The Buffalo Urban Development Corp. has authorized its staff to complete the acquisition of 11 parcels along Northland Avenue and Dutton Street that when put together will give the city another 30 acres of development-ready land along what is being called the Northland Avenue Belt Line Corridor. That, with an earlier deal, will give BUDC 50 acres of land along Northland Avenue.
Using funds allocated from the Buffalo Billion, $6.7 million will be invested in property acquisitions, planning and environmental reviews. BUDC officials expect to close on the respective deals in early 2015.
The project addresses several key issues for Buffalo leaders.
It refreshes the supply of development-ready land that BUDC can market and it also creates employment opportunities in the city's East Side, which is demographically one of Buffalo's poorest neighborhoods.
"I always felt it was critical for this to move forward," said Buffalo Mayor Byron Brown, BUDC chairman and a major advocate for the development of an East Side business park.
Brown said his office is already fielding calls from companies interested in investing on the Northland site, once the property has cleared all the necessary environmental reviews.

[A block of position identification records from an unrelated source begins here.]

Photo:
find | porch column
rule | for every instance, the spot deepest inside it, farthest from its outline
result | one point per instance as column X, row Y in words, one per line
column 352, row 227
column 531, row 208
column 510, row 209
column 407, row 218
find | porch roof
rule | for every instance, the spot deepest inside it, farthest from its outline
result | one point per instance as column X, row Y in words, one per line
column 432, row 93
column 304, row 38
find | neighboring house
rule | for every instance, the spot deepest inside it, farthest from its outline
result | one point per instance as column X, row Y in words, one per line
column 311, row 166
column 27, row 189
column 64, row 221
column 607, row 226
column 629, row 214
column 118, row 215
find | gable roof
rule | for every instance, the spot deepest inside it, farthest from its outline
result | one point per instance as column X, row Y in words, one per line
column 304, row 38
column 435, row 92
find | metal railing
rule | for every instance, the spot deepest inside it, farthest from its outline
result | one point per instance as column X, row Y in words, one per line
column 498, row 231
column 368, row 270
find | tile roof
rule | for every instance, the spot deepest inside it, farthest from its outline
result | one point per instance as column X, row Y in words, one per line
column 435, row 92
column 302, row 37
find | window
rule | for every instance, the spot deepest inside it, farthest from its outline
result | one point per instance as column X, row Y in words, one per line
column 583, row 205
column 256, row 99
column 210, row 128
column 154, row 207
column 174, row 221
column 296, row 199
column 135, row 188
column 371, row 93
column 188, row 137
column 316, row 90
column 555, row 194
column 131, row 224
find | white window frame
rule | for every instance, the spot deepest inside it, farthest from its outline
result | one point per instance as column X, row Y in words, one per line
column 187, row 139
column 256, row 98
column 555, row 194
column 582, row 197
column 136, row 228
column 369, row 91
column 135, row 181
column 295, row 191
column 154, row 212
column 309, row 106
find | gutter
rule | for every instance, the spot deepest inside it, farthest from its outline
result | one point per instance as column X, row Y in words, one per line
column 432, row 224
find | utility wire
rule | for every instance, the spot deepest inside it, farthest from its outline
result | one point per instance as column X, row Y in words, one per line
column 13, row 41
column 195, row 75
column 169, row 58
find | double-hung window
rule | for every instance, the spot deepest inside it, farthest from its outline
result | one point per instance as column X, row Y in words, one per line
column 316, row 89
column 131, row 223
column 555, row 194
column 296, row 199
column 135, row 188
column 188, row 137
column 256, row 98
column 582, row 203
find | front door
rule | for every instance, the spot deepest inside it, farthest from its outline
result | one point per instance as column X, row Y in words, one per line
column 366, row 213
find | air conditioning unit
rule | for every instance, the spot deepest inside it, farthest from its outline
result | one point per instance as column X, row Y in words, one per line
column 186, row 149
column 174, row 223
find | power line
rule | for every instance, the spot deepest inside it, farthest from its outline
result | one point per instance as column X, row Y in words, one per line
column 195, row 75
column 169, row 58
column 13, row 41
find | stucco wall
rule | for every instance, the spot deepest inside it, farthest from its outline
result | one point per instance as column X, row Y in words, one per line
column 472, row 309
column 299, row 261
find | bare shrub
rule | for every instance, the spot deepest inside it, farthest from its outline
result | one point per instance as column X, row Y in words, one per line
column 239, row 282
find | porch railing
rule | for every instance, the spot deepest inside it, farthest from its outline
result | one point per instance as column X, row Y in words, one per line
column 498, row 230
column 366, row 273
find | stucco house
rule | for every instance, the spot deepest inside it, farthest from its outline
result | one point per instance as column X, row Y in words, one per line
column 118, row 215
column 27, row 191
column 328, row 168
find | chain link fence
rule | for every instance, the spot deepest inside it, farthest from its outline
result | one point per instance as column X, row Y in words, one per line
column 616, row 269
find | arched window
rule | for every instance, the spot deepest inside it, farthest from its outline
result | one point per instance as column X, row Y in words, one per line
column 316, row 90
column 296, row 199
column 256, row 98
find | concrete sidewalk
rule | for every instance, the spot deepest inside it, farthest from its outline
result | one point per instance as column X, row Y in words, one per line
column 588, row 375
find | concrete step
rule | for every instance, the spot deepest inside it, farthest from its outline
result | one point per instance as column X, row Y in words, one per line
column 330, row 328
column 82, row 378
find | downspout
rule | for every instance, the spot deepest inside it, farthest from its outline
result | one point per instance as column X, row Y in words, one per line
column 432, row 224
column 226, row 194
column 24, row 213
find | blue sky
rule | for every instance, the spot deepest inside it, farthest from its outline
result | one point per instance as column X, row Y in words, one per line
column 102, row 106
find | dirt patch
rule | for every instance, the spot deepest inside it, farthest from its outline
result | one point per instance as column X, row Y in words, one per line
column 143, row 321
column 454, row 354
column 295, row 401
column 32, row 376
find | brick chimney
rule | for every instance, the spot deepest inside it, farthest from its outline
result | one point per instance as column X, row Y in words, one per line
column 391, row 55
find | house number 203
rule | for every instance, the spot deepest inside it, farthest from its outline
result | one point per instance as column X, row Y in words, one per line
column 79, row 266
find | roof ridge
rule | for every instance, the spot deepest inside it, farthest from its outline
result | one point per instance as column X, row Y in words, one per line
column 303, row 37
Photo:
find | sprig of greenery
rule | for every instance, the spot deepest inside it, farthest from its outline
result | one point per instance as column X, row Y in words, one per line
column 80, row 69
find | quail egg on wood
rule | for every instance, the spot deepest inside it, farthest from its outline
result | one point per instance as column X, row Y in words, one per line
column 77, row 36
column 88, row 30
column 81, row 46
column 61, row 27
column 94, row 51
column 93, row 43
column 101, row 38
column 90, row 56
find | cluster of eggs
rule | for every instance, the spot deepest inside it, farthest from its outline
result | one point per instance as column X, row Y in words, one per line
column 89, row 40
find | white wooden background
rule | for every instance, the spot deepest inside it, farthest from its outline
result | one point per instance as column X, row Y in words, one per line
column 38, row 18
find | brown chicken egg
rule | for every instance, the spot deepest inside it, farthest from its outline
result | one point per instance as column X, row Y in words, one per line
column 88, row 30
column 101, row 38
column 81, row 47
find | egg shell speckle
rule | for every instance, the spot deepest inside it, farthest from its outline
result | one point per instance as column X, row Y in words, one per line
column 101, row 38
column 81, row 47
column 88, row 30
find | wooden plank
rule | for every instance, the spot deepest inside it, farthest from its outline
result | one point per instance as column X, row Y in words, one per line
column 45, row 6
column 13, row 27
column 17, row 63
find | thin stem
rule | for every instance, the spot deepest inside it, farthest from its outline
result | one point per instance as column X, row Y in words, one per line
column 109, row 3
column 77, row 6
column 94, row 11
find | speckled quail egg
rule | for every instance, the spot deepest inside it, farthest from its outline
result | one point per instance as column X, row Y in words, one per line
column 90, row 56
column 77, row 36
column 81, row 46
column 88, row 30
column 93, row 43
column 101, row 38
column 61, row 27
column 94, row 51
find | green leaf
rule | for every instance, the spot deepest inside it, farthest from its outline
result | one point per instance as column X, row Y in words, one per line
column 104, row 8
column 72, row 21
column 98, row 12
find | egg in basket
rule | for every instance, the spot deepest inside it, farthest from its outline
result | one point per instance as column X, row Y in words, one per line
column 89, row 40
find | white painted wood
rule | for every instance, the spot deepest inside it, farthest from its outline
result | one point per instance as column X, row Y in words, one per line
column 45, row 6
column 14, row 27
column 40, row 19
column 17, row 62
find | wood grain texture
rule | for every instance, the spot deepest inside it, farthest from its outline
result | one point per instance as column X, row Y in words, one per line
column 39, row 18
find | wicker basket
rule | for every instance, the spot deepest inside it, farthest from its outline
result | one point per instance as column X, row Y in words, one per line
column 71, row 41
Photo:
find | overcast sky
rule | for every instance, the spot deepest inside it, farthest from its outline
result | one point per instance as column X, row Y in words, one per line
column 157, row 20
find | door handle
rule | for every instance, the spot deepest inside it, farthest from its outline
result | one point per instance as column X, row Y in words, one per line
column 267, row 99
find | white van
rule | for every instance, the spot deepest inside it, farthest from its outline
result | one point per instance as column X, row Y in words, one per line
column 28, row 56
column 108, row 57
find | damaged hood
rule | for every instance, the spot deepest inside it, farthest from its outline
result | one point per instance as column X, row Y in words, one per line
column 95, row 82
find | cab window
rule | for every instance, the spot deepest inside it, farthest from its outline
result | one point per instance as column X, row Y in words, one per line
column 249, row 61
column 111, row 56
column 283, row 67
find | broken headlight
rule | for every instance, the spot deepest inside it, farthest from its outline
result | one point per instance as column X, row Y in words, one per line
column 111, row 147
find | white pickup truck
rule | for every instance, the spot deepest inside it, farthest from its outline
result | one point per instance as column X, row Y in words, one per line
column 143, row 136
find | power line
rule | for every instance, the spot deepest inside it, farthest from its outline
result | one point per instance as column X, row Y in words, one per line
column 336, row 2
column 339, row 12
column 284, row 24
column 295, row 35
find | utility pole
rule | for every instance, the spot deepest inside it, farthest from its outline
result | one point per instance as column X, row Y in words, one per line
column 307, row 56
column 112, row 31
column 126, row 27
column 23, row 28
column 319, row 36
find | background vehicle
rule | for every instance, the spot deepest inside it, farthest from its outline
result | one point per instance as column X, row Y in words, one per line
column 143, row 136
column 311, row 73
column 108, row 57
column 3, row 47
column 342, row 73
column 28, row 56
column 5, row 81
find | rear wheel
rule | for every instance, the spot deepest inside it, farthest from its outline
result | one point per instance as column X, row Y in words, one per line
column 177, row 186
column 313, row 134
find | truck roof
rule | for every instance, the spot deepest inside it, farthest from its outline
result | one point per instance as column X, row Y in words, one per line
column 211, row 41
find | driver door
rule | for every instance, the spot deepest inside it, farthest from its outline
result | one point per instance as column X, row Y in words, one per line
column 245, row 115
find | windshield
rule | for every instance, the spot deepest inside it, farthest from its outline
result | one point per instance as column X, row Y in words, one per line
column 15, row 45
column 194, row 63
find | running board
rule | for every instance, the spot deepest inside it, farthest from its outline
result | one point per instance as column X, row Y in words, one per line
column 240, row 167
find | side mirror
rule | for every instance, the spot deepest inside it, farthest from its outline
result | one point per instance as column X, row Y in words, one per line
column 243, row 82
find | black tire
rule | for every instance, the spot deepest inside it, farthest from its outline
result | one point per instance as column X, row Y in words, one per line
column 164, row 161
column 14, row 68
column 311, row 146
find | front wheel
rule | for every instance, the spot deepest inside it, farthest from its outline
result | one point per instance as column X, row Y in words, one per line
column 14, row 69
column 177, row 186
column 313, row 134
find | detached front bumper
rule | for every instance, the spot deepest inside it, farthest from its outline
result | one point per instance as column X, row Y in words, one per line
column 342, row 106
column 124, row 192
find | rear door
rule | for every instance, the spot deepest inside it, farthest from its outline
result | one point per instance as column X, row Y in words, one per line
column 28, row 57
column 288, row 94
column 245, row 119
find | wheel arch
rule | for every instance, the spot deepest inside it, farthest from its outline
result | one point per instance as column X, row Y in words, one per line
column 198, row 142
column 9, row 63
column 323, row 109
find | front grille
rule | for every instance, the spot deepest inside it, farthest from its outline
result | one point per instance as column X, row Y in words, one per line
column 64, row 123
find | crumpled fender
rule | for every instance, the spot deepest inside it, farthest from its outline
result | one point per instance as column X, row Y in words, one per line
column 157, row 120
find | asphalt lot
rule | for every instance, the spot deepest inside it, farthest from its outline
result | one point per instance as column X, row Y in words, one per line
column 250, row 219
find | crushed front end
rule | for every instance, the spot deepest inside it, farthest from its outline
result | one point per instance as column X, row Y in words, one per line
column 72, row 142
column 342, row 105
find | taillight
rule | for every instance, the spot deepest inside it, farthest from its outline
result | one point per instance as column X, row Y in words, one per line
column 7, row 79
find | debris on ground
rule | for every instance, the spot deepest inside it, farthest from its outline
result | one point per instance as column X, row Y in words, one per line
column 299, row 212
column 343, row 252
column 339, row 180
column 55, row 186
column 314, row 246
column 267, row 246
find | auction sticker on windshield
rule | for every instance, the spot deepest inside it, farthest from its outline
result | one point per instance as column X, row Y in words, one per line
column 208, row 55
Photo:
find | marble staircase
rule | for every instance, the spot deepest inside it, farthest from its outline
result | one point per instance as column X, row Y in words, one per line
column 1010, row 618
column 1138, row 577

"This has the potential to be a substantial development opportunity in the East Side," Brown said.
The deal comes at a time when BUDC sold most of the Riverbend development site in South Buffalo to a New York state agency that will be overseeing the massive SolarCity project.
Only a few parcels remain in Buffalo Lakeside Commerce Park, another BUDC development site.
"We need more land and supply, especially for large scale developments," Brown said.
In other BUDC action, the directors approved a $750,000 low-interest loan to the Kissling Interests LLC to help finance its plan to convert three upper floors in the Main Cathedral Building on Main Street into 26 market rate apartments. The space had been used for office tenants.
Funds come the Buffalo Building Reuse Project.
"This is project is precisely the type of project that I had in mind when I called for the creation of the Buffalo Building Reuse Project," Brown said.
Work on the project is expected to start in February. Tony Kissling, Kissling Interests founder, said the project will have a $8.6 million development price tag.